The photo below shows the oscillogram of the operation of the nozzle of the GDI system:
In a first approximation and analysis of circuitry, I figured out a circuit that could implement this
(i.e. get this result on the oscilloscope screen).
And this is a bridge amplifier circuit.
It consists of 2 pairs of transistors (they can be field, but most likely IGBT transistors, bipolar are drawn for simplicity.

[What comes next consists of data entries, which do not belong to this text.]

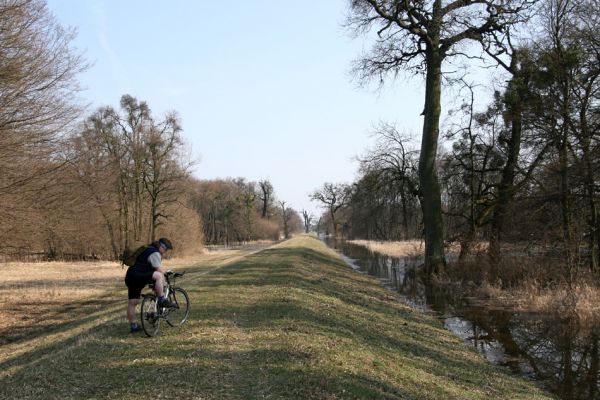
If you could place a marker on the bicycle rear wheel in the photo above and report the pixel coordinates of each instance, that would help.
(178, 315)
(149, 315)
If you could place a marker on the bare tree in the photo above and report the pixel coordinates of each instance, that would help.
(38, 104)
(421, 35)
(285, 218)
(307, 217)
(266, 197)
(333, 196)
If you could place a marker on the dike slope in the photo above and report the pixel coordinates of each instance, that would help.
(289, 322)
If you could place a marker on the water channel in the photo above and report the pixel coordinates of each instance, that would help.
(550, 351)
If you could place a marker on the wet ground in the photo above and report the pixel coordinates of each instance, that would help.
(549, 350)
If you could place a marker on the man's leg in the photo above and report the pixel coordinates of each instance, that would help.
(159, 283)
(131, 310)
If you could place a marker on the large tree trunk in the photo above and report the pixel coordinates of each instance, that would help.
(506, 189)
(432, 205)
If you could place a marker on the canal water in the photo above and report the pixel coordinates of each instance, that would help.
(549, 350)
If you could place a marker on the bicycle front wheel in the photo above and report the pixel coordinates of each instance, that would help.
(149, 315)
(178, 315)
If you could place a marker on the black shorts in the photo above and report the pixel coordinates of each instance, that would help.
(136, 280)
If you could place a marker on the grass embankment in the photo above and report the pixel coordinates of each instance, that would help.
(292, 321)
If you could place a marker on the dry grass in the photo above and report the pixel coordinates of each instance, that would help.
(38, 296)
(293, 321)
(408, 248)
(579, 302)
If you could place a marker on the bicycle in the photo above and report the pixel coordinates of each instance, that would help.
(152, 314)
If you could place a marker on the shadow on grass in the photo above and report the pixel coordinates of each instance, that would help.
(281, 323)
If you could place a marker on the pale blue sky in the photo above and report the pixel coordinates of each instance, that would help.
(262, 87)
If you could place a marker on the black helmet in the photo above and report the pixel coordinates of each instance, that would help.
(166, 242)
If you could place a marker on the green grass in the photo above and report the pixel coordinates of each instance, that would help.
(292, 321)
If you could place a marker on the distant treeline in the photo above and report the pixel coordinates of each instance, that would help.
(522, 170)
(78, 185)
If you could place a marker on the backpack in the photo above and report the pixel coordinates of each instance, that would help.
(132, 252)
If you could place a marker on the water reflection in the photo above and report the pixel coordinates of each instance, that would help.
(551, 351)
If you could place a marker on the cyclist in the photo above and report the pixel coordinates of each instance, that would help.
(147, 269)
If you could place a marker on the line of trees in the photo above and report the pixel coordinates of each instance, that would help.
(76, 184)
(523, 170)
(235, 211)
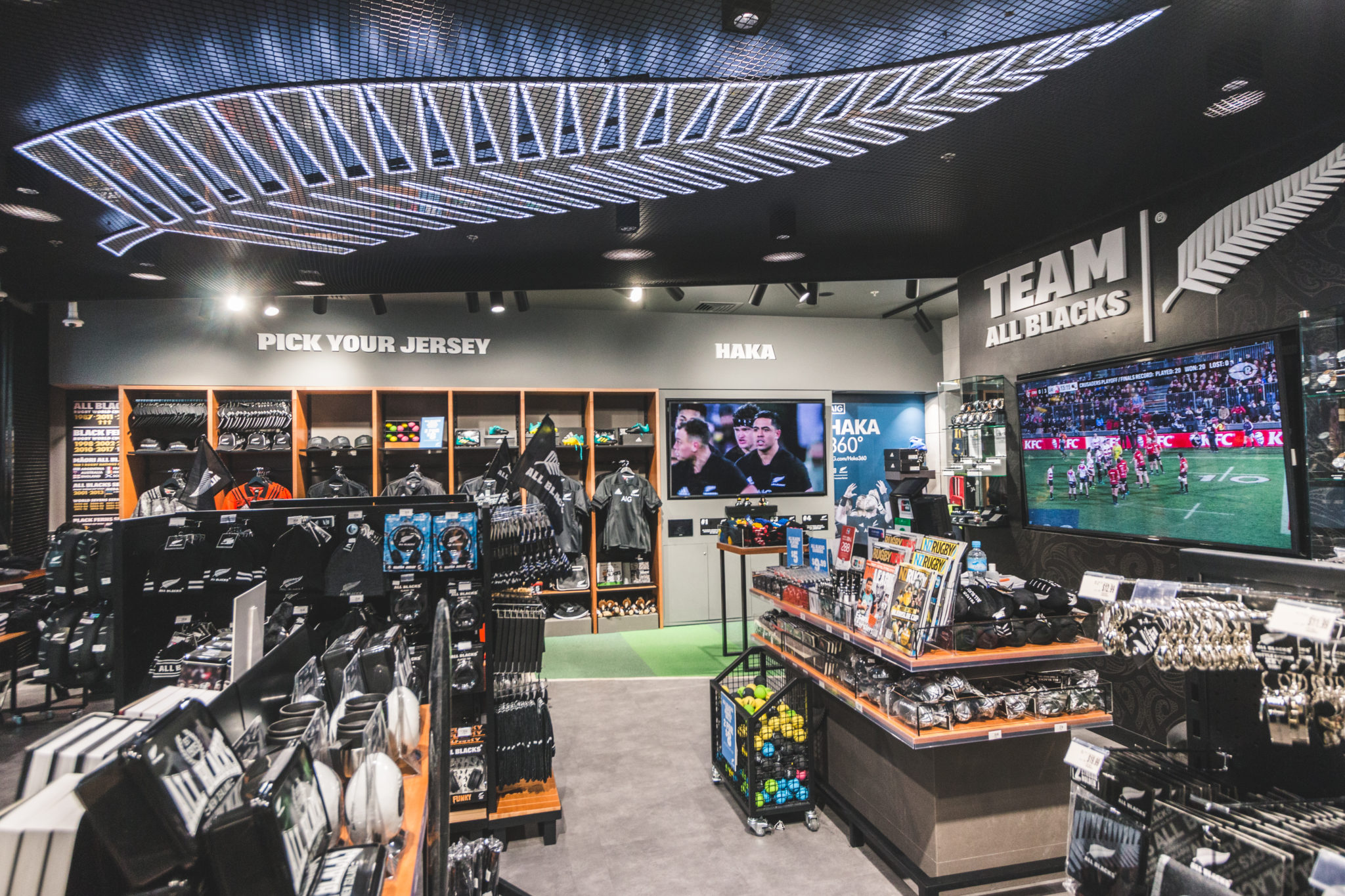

A 12 volt source, connected via a diode, and a 100 volt converter as a separate unit charging the storage capacitor C1 are conventionally indicated in the circuit. Nozzle winding included in the amplifier bridge as a load.
How can it work
At the initial moment, the capacitor is charged to a voltage of 100 volts from the converter 12 volts to 100 volts.
All transistors are closed, the control voltage at the bases is zero.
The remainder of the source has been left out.